Background: Cellular alloreactivity is prevalent in patients prior to transplantation. A previous retrospective study showed that high cellular alloreactivity to a panel of third party (3P) allostimulators (high PRT) correlated with acute cellular rejection (ACR). However, not all patients with high PRT developed ACR. In this study, we show that frequency of CD8⁺CD28^–NKG2D⁺ memory T cells can help predict ACR in these highly sensitized patients.

Method: We prospectively studied 63 kidney transplant recipients (Cohort#1). We tested PBMC against donor and a panel of 3P HLA allogeneic B cell stimulators by IFNΓ-ELISPOT assays (PRT assay)at the time of transplantation. The panel was then validated in a new seperate cohort (Cohort#2) and flow cytometry was also performed to quantitate CD8⁺CD28^–NKG2D⁺ and CD8⁺CD28⁺NKG2D^– T cells (n=33)
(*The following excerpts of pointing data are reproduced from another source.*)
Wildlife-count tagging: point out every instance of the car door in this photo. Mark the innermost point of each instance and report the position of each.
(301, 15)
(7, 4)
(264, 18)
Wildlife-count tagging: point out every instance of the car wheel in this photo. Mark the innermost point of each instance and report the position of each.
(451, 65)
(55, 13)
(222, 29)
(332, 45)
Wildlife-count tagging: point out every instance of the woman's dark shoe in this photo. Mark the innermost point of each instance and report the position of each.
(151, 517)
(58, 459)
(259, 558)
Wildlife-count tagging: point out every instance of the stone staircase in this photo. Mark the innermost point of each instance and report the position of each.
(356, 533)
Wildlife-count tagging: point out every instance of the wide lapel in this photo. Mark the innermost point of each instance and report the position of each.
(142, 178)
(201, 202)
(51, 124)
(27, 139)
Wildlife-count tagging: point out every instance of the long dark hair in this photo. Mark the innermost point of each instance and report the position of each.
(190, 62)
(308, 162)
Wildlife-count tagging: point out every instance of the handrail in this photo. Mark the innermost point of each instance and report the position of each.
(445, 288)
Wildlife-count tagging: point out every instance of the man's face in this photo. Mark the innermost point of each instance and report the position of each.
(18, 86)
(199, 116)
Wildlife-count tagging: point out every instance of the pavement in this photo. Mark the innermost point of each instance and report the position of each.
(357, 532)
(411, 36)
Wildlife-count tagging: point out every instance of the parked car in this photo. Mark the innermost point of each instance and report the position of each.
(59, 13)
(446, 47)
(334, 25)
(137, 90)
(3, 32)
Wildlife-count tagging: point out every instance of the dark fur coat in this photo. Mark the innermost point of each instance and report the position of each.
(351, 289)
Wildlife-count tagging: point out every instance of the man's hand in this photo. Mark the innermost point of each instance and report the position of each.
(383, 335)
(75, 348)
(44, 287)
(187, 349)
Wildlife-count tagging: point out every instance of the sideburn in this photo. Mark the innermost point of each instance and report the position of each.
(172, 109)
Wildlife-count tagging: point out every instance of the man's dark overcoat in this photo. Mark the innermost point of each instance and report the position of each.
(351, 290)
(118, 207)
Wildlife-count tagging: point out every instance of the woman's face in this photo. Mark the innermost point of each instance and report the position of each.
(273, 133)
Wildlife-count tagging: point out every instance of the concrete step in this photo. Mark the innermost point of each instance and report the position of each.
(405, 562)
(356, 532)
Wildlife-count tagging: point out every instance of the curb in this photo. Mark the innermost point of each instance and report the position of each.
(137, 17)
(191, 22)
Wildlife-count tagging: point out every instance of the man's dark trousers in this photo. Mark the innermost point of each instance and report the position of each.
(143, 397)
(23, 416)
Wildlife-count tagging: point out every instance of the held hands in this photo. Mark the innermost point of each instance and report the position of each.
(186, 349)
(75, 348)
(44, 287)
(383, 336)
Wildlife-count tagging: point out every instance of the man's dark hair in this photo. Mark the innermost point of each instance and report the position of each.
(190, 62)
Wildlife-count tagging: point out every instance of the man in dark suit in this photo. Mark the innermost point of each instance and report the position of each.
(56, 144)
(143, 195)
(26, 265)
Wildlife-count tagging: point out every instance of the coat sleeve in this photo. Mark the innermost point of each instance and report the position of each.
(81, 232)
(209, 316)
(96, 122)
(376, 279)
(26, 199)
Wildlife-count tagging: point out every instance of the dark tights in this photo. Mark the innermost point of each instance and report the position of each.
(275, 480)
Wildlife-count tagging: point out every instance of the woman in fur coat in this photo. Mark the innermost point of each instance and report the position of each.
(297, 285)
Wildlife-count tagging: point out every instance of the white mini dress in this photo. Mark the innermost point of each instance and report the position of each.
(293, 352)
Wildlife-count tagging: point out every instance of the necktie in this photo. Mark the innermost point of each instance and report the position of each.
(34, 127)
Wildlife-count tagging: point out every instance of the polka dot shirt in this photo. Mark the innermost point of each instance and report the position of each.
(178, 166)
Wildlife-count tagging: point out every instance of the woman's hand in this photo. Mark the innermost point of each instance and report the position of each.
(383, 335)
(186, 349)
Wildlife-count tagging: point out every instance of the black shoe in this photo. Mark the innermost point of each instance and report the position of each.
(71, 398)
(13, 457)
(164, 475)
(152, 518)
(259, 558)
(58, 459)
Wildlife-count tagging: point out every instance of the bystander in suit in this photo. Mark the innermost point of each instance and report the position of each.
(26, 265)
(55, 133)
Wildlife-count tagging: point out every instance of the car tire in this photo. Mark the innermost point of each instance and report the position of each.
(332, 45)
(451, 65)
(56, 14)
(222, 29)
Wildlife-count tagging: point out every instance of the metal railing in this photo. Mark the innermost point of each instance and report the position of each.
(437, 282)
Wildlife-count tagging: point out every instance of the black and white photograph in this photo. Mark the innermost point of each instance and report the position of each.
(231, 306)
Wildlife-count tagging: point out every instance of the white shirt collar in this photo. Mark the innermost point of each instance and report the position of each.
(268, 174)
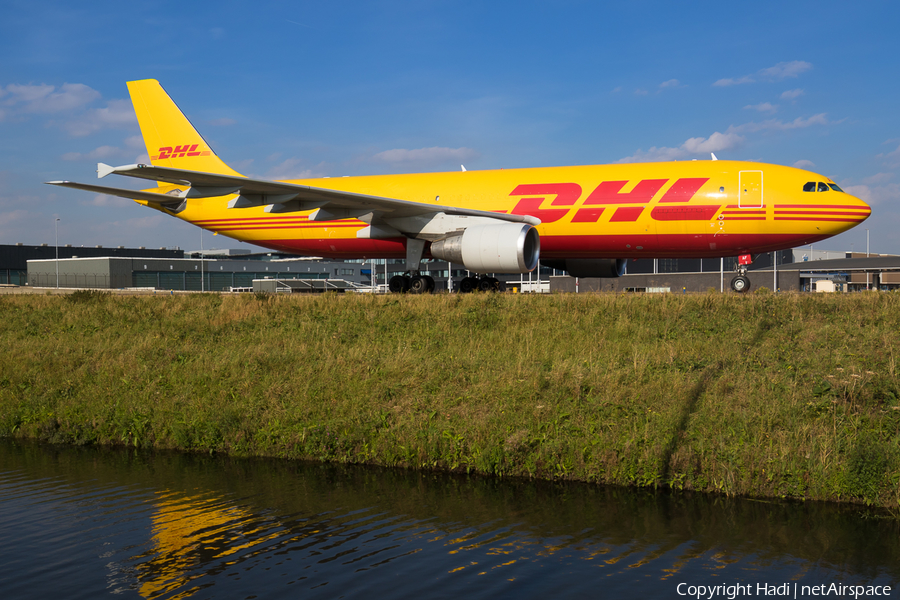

Results: For Cohort#1, mean age was 50.3±13.2, 41.3% female, 30.2% AA. We found a significant correlation between 3P alloreactivity and anti-donor alloreactivity (R2=0.46, P=0.006). Percent reactivity to the panel was higher in patients with subsequent ACR than in those without rejection (44±20% vs 19±23%, p=0.002) High PRT (defined as >33% reactivity to the panel) was significantly higher in patients with ACR than in those with no ACR (23.1% vs 2.8%, p<0.018). However, the majority of patients with high PRT (20/27, 71%) did not develop ACR. In cohort#2, we found that the pretransplant frequencies of CD8⁺CD28^–NKG2D⁺ memory T cells were significantly higher in rejectors with high PRT(4/10) vs non-rejectors with high PRT(6/10) further differentiating those at high risk for ACR (507±157 vs 106±68 Tcells/10⁴ PBMCs, p=0.04).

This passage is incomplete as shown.